23. Gloomy Night, Gloomy Days

Sudah tiga hari ini aku mengirim banyak pesan kepada Maya :

"May, are you okay? Aku dengar kamu bertengkar sama Kak Rangga hari ini. Semua orang membicarakannya seharian. Btw, aku bisa datang ke rumahmu sekarang kalau kamu mau."

"Aku dengar kamu sakit. Kamu di rumah? Ketua kelas meminjamimu catatan."

"Apa pun rumornya aku nggak percaya. Cuma mau kamu tahu."

Ada juga pesan lain yang singkat dan agak memaksa :

"Hei. Kalau kamu lihat pesan ini, balas."

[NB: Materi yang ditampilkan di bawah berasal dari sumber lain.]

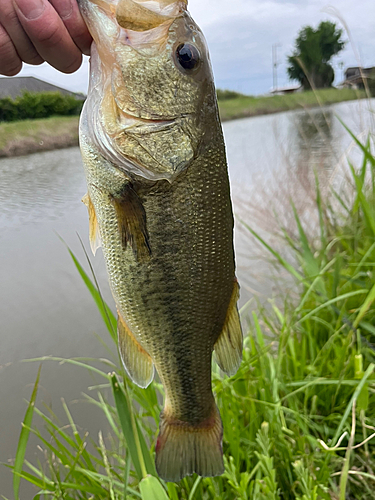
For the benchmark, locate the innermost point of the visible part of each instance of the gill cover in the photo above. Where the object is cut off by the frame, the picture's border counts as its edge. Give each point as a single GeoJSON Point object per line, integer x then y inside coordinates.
{"type": "Point", "coordinates": [143, 111]}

"Berhentilah bolos! Absensimu bisa-bisa nggak cukup untuk prasyarat naik kelas."

Hasilnya, nihil.

Maya tidak kunjung membalas pesanku. Telponku segera masuk ke voicemail. Datang ke rumahnya pun bukan opsi terbaik. Mamanya selalu ada tiap aku mengetuk pintu untuk bilang, "Maya sedang tidur. Ada yang mau kamu sampein ke dia? Nanti biar Tante kasih."

Keadaan menjadi pelik di sekolah setelah rumor mencengangkan itu mencuat dan menyebar secepat jari-jari pelajar mengetik. Hari pertama Maya absen, seluruh sekolah sudah tahu rumor tentangnya. Tidak terkecuali, para guru. "Kalau kamu butuh orang dewasa untuk diajak diskusi, kamu bisa mengatakan semuanya pada ibu," kata Bu Hasita simpatik, ketika menghentikanku di lorong dan mendadak mengungkit kabar soal Maya. Rupanya kecepatan skandal itu telah menembus kisi-kisi jendela gelap ruang guru.

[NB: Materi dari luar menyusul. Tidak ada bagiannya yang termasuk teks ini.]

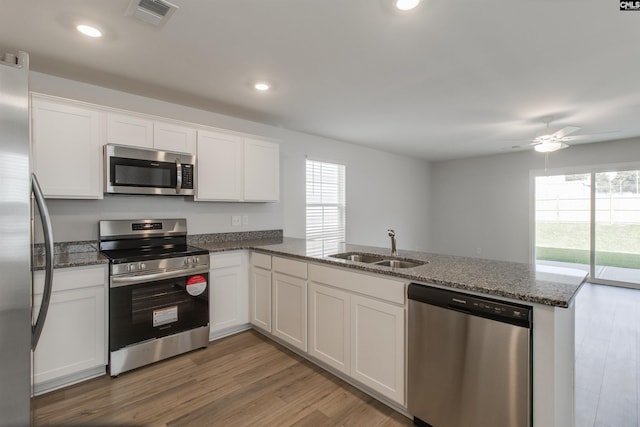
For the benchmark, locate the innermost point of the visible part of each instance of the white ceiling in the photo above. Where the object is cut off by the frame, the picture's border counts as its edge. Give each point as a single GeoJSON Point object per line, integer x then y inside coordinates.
{"type": "Point", "coordinates": [453, 79]}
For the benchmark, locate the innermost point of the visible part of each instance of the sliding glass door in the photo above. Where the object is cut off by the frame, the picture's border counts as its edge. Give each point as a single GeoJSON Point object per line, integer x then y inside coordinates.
{"type": "Point", "coordinates": [590, 221]}
{"type": "Point", "coordinates": [616, 229]}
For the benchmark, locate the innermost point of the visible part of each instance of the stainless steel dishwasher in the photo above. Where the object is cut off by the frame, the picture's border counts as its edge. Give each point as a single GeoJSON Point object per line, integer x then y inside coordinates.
{"type": "Point", "coordinates": [469, 360]}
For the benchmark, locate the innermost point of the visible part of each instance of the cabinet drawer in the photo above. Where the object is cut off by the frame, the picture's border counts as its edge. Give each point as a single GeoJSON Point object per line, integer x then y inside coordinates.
{"type": "Point", "coordinates": [290, 267]}
{"type": "Point", "coordinates": [261, 260]}
{"type": "Point", "coordinates": [374, 286]}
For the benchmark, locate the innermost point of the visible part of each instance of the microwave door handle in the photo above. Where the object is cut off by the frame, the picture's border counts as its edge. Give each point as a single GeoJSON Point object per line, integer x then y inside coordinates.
{"type": "Point", "coordinates": [178, 176]}
{"type": "Point", "coordinates": [36, 329]}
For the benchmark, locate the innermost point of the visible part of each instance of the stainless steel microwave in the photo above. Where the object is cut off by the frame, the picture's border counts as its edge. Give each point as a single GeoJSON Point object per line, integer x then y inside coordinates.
{"type": "Point", "coordinates": [131, 170]}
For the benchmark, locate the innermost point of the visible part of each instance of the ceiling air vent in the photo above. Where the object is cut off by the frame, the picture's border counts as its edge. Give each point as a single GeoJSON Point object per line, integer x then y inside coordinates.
{"type": "Point", "coordinates": [154, 12]}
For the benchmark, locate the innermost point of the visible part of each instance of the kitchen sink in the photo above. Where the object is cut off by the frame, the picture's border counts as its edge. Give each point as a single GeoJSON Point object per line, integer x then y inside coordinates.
{"type": "Point", "coordinates": [399, 263]}
{"type": "Point", "coordinates": [359, 257]}
{"type": "Point", "coordinates": [378, 260]}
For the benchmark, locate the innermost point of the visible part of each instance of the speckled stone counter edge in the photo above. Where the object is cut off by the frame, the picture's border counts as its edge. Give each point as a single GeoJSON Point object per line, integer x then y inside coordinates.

Mudah buat mereka percaya rumor tak berdasar itu. Bagaimana tidak, kemarin Maya mengamuk di lorong, memaki pacarnya layaknya orang kesurupan tanpa pandang bulu seberapa banyak penontonnya. Image Maya yang sudah buruk, ternoda makin hitam.

Rangga, pacar setia yang diharapkan menjadi pihak penengah, bungkam. Tentu saja, semua rumor itu berpihak padanya. Menggambarkannya sebagai orang suci yang lidahnya tidak pernah berucap kutukan dan darahnya tidak terkontaminasi kejahatan. Kekasih manis berhati malaikat yang terbuang. Dari kacamataku, dia lebih buruk dari malaikat pencabut nyawa.

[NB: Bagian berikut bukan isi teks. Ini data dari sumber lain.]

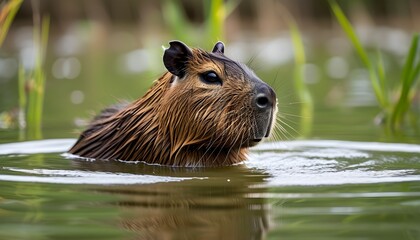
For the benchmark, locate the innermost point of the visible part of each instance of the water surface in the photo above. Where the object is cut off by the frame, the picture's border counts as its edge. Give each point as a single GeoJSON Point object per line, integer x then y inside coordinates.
{"type": "Point", "coordinates": [286, 190]}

Setelah tiga hari menahan kuping panas tanpa menemukan jalan ke luar, hari ini aku memutuskan mendobrak rumah Maya. Kutumpahkan isi toples garam ke kantung bening. Bongkahan garam luruh cepat, sampai habis dari dasar toples.

Rencananya begini: aku datang ke rumah Maya untuk meminta garam, dan selagi Tante Amel masuk mengambil garam, aku mengacir naik ke kamar Maya. Maya tidak pernah mengunci pintu, jadi aku bisa mendobraknya dan memaksa Maya menemuiku.

Tanganku sedang memutar tutup toples garam rapat-rapat ketika terdengar suara rendah cewek dari belakang, "Sekalian ambil stok garamnya mama di laci sebelah kiri."

Kusembunyikan toples garam itu ke belakang punggung cepat-cepat, satu tanganku memegang pinggir meja konter dapur, menyandarkan punggung ke meja.

"Ka-kakak," panggilku, terbata.

Kak Nara menaruh buku tipis berjudul "Detik-Detik UN Biologi SMA" di meja makan dan duduk di kursinya, tangannya mencomot sebiji apel dalam mangkuk buah dari kayu.

"Mau ke mana bawa garam sebanyak itu?" tanyanya sambil menggigit apel yang kulitnya belum dikupas. Ada sesuatu dalam bunyi gemeretak renyah saat dia mengunyah daging apel, yang membuat nyaliku perlahan-lahan ciut.

Aku menelan ludah gugup. "A-aku butuh toplesnya buat karya ilmiah di kelas."

Dia menelan apel dengan susah payah, sari apel meresap ke luar ke tepi mulut. "Buat karya ilmiah atau buat ke gunung di belakang kompleks?"

Aku memutar bola mata. "Buat karya ilmiah!"

Kak Nara tidak mendengarku. "Yang kamu lakukan hari itu benar-benar nggak bertanggung jawab. Ngapain kamu malam-malam pergi ke bukit belakang cuma karena mendadak demen lihat pemandangan malam kota dari atas bukit? Nggak mau jawab telepon, pulang sama cowok tengah malam lagi. Ya pasti dapat marah mama-lah!"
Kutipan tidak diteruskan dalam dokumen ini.